Robert Wyatt, ce monsieur en fauteuil roulant et à la longue barbe blanche, sort en 1997 un album saisissant : Shleep. Connu entre autres pour les préoccupations politiques contenues dans ses œuvres, l'ancien batteur de Soft Machine retrouve cette année-là l’essence de ce qui avait constitué le début de sa carrière solo.
Se rapprochant du merveilleux Rock Bottom pondu en 1974, Shleep est une œuvre intimiste qui nous malmène, et dont la variété des pistes oblige une assimilation lente, progressive et personnelle.
Depuis Heaps of Sheeps jusqu’au Blues in Bob Minor (coucou l’ami Dylan !), sans oublier le terrible September The Ninth, notre imaginaire est porté vers les hautes strates du plaisir auditif. Fort d’une contradiction permanente entre des arrangements paresseux mais oppressants et des mélodies libératrices, cet album puise son intérêt et son originalité dans sa composition mais surtout dans les émotions qu’il nous transmet. On enchaîne alors les pistes comme les étapes d’un lent voyage, lévitant à quelques kilomètres d’altitude… Ce disque nous stimule tranquillement, comme s’il nous plongeait en état de stase, et l’on en redemande. Plusieurs écoutes permettent plusieurs voyages, avec chacun ses propres images et ses propres sensations. L’atterrissage est finalement assuré par The Whole Point Of No Return, petit outro trompettisé des plus mielleux.
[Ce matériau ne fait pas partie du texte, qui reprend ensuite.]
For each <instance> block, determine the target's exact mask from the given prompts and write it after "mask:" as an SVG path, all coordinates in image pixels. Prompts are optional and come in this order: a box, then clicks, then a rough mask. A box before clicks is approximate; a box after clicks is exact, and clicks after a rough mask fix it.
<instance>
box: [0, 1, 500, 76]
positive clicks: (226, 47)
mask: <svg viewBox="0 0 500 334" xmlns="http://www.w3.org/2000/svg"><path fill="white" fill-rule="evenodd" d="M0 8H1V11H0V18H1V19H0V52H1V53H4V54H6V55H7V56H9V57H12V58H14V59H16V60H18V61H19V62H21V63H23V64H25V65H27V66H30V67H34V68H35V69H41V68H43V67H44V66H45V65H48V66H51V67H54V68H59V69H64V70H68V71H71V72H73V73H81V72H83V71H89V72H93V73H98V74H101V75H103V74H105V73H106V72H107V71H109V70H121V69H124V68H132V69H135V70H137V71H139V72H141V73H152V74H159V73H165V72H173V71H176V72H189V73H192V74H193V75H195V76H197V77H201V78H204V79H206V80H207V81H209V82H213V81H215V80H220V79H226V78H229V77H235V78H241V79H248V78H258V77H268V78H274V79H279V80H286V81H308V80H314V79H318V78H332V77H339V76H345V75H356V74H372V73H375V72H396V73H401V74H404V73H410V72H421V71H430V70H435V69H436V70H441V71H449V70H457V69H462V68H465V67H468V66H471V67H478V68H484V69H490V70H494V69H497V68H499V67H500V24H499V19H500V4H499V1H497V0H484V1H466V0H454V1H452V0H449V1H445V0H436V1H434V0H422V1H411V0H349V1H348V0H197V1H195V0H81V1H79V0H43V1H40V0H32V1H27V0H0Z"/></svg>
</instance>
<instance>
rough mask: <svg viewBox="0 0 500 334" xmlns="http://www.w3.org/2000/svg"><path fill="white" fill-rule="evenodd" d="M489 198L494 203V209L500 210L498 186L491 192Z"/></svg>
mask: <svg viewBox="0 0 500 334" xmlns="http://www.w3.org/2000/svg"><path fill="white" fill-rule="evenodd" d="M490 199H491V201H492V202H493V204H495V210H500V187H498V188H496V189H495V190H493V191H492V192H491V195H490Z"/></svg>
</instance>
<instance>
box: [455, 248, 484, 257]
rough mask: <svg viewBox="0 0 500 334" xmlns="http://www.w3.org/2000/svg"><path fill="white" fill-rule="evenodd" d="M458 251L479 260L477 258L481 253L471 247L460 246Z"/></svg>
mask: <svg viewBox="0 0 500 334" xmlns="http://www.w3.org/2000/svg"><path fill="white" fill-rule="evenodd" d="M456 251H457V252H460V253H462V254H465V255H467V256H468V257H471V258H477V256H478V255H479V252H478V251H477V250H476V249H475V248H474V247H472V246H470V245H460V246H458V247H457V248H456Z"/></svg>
Une nouvelle fois, Wyatt démontre toute sa maîtrise de l’album-concept : les onze pistes sont très justement mises en relation autour d’un même thème, d’une même idée que j’ai personnellement située entre la douceur, le repos troublé et l’envol spirituel. Finalement, la pochette du disque, petite merveille, semble en accord avec mon ressenti.